Surabaya, TargetNews.ID Sidang terdakwa Vina Natalia Wimpie Widjoyo perkara kekerasan psikis terhadap Sena Sanjaya Tanata Kusuma (Suaminya) menderita depresi berat, digelar kembali diruang Kartika pengadilan negeri (PN) surabaya, dengan agenda pembacaan amar putusan oleh Ketua Majelis Hakim Pujiono, Senen (23/2/2026).
Ketua Majelis Hakim Pujiono dalam amar putusannya menyatakan terdakwa Vina Natalia Wimpie Widjoyo terbukti bersalah melakukan kekerasan psikis terhadap suaminya, Sena Sanjaya Tanata Kusuma yang menderita depresi berat.
“Mengadili menyatakan terdakwa Vina Natalia Wimpie Widjoyo telah terbukti secara sah dan meyakinkan bersalah melakukan tindak pidana kekerasan psikis dalam lingkup rumah tangga sebagaimana dakwaan pertama penuntut umum dalam Pasal 45 ayat (1) Undang-Undang Nomor 23 Tahun 2004 tentang Penghapusan Kekerasan dalam Rumah Tangga.
Menjatuhkan pidana oleh karena itu dengan pidana selama 4 bulan penjara,”kata Ketua Majelis Hakim Pujiono.
Putusan itu sejalan dengan tuntutan jaksa, yakni 4 bulan penjara, serta menetapkan barang bukti berupa akta perjanjian damai tertanggal 17 September 2024, serta bukti transfer Rp 2 miliar dan Rp75 juta dari Sena kepada Vina.
“Menetapkan barang bukti satu bendel akta perjanjian kesepakatan bersama tanggal 17 September 2024 dan satu buah bukti transfer sebesar Rp 2 miliar dari Sena Sanjaya Tanata Kusuma kepada Vina Natalia Wimpie Widjoyo, serta satu bukti transfer uang sebesar Rp75 juta dari Sena Sanjaya Tanata Kusuma kepada Vina Natalia Wimpie Widjoyo, tetap terlampir dalam berkas perkara,” kata hakim Pujiono.
Untuk diketahui Kasus ini berawal dari laporan di Polrestabes Surabaya, di mana konflik rumah tangga Vina Natalia Wimpie Widjoyo dan Sena Sanjaya Tanata sempat diselesaikan dengan restorative justice (RJ).
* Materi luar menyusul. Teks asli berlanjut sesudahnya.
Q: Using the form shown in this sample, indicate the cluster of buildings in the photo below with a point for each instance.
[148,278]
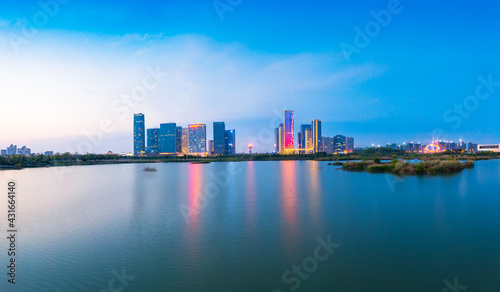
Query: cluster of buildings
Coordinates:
[13,150]
[309,138]
[172,140]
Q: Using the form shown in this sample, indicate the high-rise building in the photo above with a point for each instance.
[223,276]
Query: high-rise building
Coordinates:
[288,126]
[139,135]
[12,150]
[185,141]
[210,147]
[339,144]
[168,138]
[219,138]
[316,135]
[230,142]
[178,140]
[153,140]
[197,139]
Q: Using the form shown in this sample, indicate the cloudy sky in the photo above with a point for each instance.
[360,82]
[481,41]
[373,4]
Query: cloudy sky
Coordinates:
[72,73]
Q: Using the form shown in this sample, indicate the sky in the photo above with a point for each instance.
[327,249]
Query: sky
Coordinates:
[73,73]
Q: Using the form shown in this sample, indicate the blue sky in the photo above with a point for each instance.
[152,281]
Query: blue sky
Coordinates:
[261,57]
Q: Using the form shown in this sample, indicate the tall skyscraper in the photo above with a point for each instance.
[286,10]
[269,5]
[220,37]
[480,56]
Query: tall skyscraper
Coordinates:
[349,145]
[178,140]
[139,135]
[219,138]
[167,138]
[230,142]
[339,144]
[185,141]
[316,135]
[198,139]
[288,125]
[153,140]
[305,133]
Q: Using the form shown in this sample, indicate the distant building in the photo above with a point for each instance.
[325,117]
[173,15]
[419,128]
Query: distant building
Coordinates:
[349,145]
[230,142]
[488,148]
[339,144]
[197,139]
[24,151]
[178,140]
[288,125]
[12,150]
[471,147]
[153,140]
[185,141]
[219,138]
[316,135]
[139,135]
[210,147]
[167,138]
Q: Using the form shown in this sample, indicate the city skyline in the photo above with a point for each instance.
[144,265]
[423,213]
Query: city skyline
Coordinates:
[395,86]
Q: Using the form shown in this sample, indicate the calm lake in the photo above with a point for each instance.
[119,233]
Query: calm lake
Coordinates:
[253,226]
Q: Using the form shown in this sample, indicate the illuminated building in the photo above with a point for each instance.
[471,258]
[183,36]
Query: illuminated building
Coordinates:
[168,138]
[288,126]
[139,135]
[185,141]
[210,147]
[488,148]
[316,135]
[153,140]
[434,147]
[339,144]
[219,138]
[230,142]
[178,140]
[197,139]
[349,145]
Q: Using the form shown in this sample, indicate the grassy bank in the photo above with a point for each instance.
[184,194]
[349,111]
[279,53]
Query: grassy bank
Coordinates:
[404,167]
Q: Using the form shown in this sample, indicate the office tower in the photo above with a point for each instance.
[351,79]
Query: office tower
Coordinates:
[197,139]
[185,141]
[219,138]
[316,135]
[139,134]
[168,134]
[24,151]
[281,139]
[327,144]
[178,140]
[349,145]
[288,126]
[12,150]
[339,144]
[211,147]
[153,140]
[230,142]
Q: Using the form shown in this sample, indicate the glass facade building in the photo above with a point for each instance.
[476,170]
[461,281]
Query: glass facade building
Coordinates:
[153,140]
[288,126]
[197,139]
[139,134]
[168,134]
[219,138]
Sena Sanjaya Tanata memberikan kompensasi sejumlah Rp 2 miliar, untuk biaya tiap bulan Rp75 juta, dan rumah Rp 5 miliar, dengan syarat Vina Natalia Wimpie Widjoyo membatalkan gugatan cerai.
Setelah menerima uang dari Sena Sanjaya Tanata, Vina Natalia Wimpie Widjoyo meninggalkan rumah dan anak-anaknya lalu kembali mengajukan gugatan cerai pada 31 Oktober 2024.
Sehingga Ketua Majelis Hakim menilai tindakan yang dilakukan Vina Natalia Wimpie Widjoyo tersebut bentuk kesengajaan, dan tambahan permintaan uang Rp 20 miliar dipandang sebagai niat jahat.